We have number $a=246810...98100 $. Number $a$ consists of the following even numbers from $2 -100$ . Decide whether number is a square.
I was given a hint to this task to sum all digits.
Also I would be grateful if someone could explain whether this rule is true: If the sum of digits is divided by $k^2$ then this number is square of natural
Add up all the digits in your number. What do you get? Is the total divisible by three? Is it divisible by nine? The answers to these two questions will tell you what you want to know. (This is not a general method, but it works in this particular case.)
And no, your last sentence is certainly not true. Take 13, for instance.

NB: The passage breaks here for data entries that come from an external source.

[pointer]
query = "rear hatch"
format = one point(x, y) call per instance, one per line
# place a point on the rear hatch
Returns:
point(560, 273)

Hint $\ $ Cast out nines to show the sum is not a square mod $\,9,\,$ hence not the square of an integer. To compute the sum very simply we can use Gauss's grade-school reflection method: pair up each term $\,n\,$ with its negation(inverse) $\:-n\equiv 108\!-\!n\pmod{108}$ so they sum to $\,108\equiv 0\pmod 9\,$ hence cancel out of the sum. In detail:
$\begin{eqnarray}{\rm mod}\ 9\!:\ \color{#c00}{10\equiv 1}\,&\Rightarrow&\quad 2\cdot \color{#c00}{10}^i + 4\cdot \color{#c00}{10}^j +\cdots + 100\cdot\color{#c00}{10}^k\\ &\equiv&\quad 2\cdot \color{#c00}{\ 1}^i\ + 4\cdot \color{#c00}{\ 1}^j\ +\cdots + 100\cdot\color{#c00}{\ 1}^k\\ &\equiv&\quad \quad2 + \quad 4 +\quad 6 +\quad 8 + \cdots + 50 + 52 +\!\smash[t]{\overbrace{ 54}^{\equiv\, 0}}\\ & &+ \ \color{#0a0}{106 + 104 + 102}+ 100+\cdots + 58+56\ \ -\ \ (\color{#0a0}{106 + 104 - 102})\\ [{\rm by}\ \ 108\equiv 0]\ \ &\equiv&\qquad0 +\quad 0+\quad 0+\quad 0+\cdots +\,\ 0 +\,\ 0\ \ -\ \ \smash[b]{(\underbrace{\quad 7 +\quad 5 +\quad 3}_{\large \color{#c0d}{\equiv\ 15\ \equiv\ -3}})} \\ &\equiv&\qquad 0-(\color{#c0d}{-3})\,\equiv\, 3\\ \end{eqnarray} $
Therefore the sum has form $\,\color{#c0d}3\!+\!9n = 3(1\!+\!3n)\neq k^2,\,$ being divisible by $3$ but not by $\,3^2.$
Remark $\ $ This modular nonsquare-test works because squares remain squares mod $\,m,\,$ i.e. if $\,\bar a = (a\ {\rm mod}\ m)\,$ then $\,\overline{a^2} = \bar a^2,\,$ being a special case of $\,\overline{ac} = \bar a \bar c,\,$ which is a special case of the Congruence product Rule. Contrapositively, if $\,a\,$ is nonsquare mod $\,m\,$ it is a nonsquare integer.
We can say that
$$a = \sum_{n = 1}^{50}{b_n\cdot10^{c_n}}$$
where $b_n$ is the $n$th even number greater than $0$, and $c_n$ is a non-negative integer. Then,
$$\begin{align}a &\equiv \sum_{n=1}^{50}b_n\cdot 1 \pmod 3\\ &= \sum_{n=1}^{50}b_n\pmod 3\\ &= 2550 \pmod 3\\ &\equiv 0 \pmod 3\end{align}$$
So $3$ divides into $a$. Similarly,
$$\begin{align}a &\equiv \sum_{n=1}^{50}b_n\cdot 1 \pmod 9\\ &= \sum_{n=1}^{50}b_n\pmod 9\\ &= 2550 \pmod 9\\ &\equiv 3 \pmod p\end{align}$$
So $3^2$ does not divide into $a$ (and therefore no higher powers of $3$ can divide into $a$). If the exponent of $3$ in the prime factorization of $a$ is equal to $1$, then $a$ cannot be a perfect square.